Сидевшая рядом женщина оторвалась от стены и открыла глаза. Елена была поражена сходством этого движения с тем, которое когда-то, когда она была шестилетней девочкой, совершала ее кукла. Тогда Елена могла часами качать маленькое неопрятное существо в синем атласном платье и с жесткими нейлоновыми волосами, наблюдая за тем, как его глаза переходят от бодрствования в состояние дремы и крепкого сна в зависимости от ее движений. Так же как эта кукла, миссис Саутерн не проронила ни единого звука, возвращаясь к реальности, собираясь с силами и поднимаясь на ноги. И лишь дыхание, которое продолжало вырываться из нее так же независимо, как если бы это было тиканье кварцевых часов на подоконнике, отличало ее от пластиковой куклы из детства Елены. Без особой радости она медленно прошла мимо сестры и исчезла в кабинете. Дверь закрылась, в приемном покое снова воцарилась тишина, и оба погрузились в свои мысли и опасения.

Елена украдкой бросила взгляд на Айзенменгера, и он перехватил его прежде, чем она снова ушла в себя.

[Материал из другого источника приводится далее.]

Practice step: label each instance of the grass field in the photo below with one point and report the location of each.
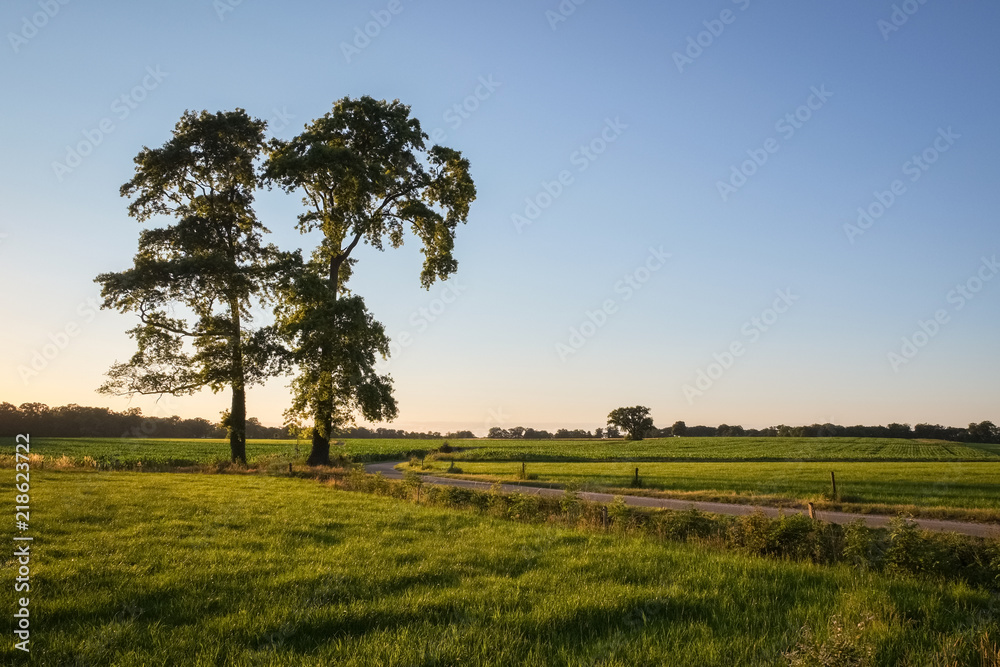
(836, 449)
(152, 451)
(961, 485)
(178, 569)
(155, 452)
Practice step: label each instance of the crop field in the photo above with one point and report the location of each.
(284, 571)
(952, 485)
(836, 449)
(179, 452)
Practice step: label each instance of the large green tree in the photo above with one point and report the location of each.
(635, 421)
(193, 283)
(366, 175)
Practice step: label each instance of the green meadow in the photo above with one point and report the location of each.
(150, 451)
(194, 569)
(951, 485)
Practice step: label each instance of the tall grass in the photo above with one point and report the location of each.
(180, 569)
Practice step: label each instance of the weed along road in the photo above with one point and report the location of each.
(992, 530)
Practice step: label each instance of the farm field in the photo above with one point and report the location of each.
(283, 571)
(939, 484)
(180, 452)
(174, 451)
(837, 449)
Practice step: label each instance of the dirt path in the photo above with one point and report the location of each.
(388, 469)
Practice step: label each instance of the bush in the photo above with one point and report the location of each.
(843, 647)
(619, 513)
(687, 524)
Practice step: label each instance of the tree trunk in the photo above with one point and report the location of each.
(320, 453)
(238, 411)
(238, 426)
(323, 421)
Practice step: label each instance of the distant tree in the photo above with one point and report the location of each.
(984, 432)
(211, 263)
(900, 431)
(635, 421)
(366, 175)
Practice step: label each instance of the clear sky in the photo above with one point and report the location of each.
(660, 185)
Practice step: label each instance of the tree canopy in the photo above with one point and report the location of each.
(211, 263)
(365, 175)
(635, 421)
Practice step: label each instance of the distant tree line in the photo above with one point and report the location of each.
(983, 432)
(76, 421)
(522, 433)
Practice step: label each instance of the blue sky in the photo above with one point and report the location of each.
(832, 100)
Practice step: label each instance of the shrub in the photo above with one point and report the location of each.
(619, 513)
(569, 504)
(861, 548)
(752, 532)
(843, 647)
(523, 507)
(685, 525)
(792, 536)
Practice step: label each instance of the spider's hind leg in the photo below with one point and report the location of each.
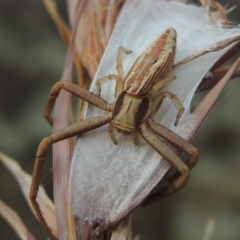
(180, 179)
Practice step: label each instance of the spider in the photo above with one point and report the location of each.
(138, 96)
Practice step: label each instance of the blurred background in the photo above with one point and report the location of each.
(31, 59)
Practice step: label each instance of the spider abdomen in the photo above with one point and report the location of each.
(129, 111)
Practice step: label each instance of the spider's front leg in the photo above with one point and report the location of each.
(157, 97)
(70, 131)
(169, 155)
(183, 145)
(77, 91)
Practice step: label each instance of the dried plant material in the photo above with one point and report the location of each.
(110, 181)
(209, 228)
(15, 221)
(66, 35)
(62, 151)
(219, 13)
(63, 29)
(24, 181)
(123, 230)
(202, 111)
(97, 23)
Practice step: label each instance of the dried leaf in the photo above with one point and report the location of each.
(15, 221)
(109, 181)
(24, 181)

— Все в порядке? — нежно спросил он.

Она кивнула, хотя это была очевидная ложь. Он ободряюще улыбнулся, и она ощутила благодарность за это, хотя продолжала недоумевать, почему он сел не рядом с ней, а через один стул. Она опустила глаза и уткнулась взглядом в ковер, обнаружив напротив входной двери огромный грязный след.

Зачем она не послушалась его и отказалась от частной консультации? Он предлагал ей договориться о частном визите, но она отказалась, и в тот момент у нее была для этого масса веских доводов, но сейчас она уже сожалела о своем отказе. Осмотр был довольно быстрым, и возможно, Елену осматривал тот же самый хирург, к которому она могла бы обратиться за частной консультацией, но теперь она была вынуждена сидеть в этом удручающем месте, в этом запущенном приемном покое с потертой мебелью и измотанным персоналом.

Она почувствовала, как к тревоге начинает присоединяться тошнота.

Опухоль увеличилась.

Избавиться от этой мысли было невозможно. Ее можно было придушить лишь в зародыше, но теперь она постоянно требовала к себе внимания, и никакими усилиями ее нельзя было заглушить.

Уплотнение стало больше.

А затем появлялся ее еще более гнусный спутник.

Это — рак.

Джон пытался ее успокоить, когда она наконец сообщила ему о своих опасениях, уверяя ее, что все это ее фантазии, а если уплотнение и увеличилось, то, скорее всего, это связано с отеком, или воспалением, или еще с чем-нибудь, столь же безобидным.

Вполне возможно.

Все было хорошо, пока он не произнес этого слова, и тогда вся его поддержка превратилась в хрупкий и сладкий леденец на палочке.

О боже мой! Рак!

Эти отрывочные бессознательные фразы стали частью ее повседневной жизни, наполняя ее трепещущими искрами тревоги. Большинство их сгорало и гасло лишь для того, чтобы возродиться снова, но некоторые охватывали ее своим пламенем, и тогда она вступала с ними в изматывающую борьбу, которая требовала нервной энергии и силы воли. Самым неуступчивым было слово «рак» — оно больше всех требовало к себе внимания.

Рак.

Ей доводилось сталкиваться с этим словом в кино, литературе, фантазиях, но оно никогда не ассоциировалось у нее с собственным телом; она даже представить себе не могла, что оно может поселиться внутри нее. Она читала статьи, посвященные статистике и происхождению рака и переживаниям больных и их родственников, но ее это интересовало лишь как неотъемлемая часть современной жизни.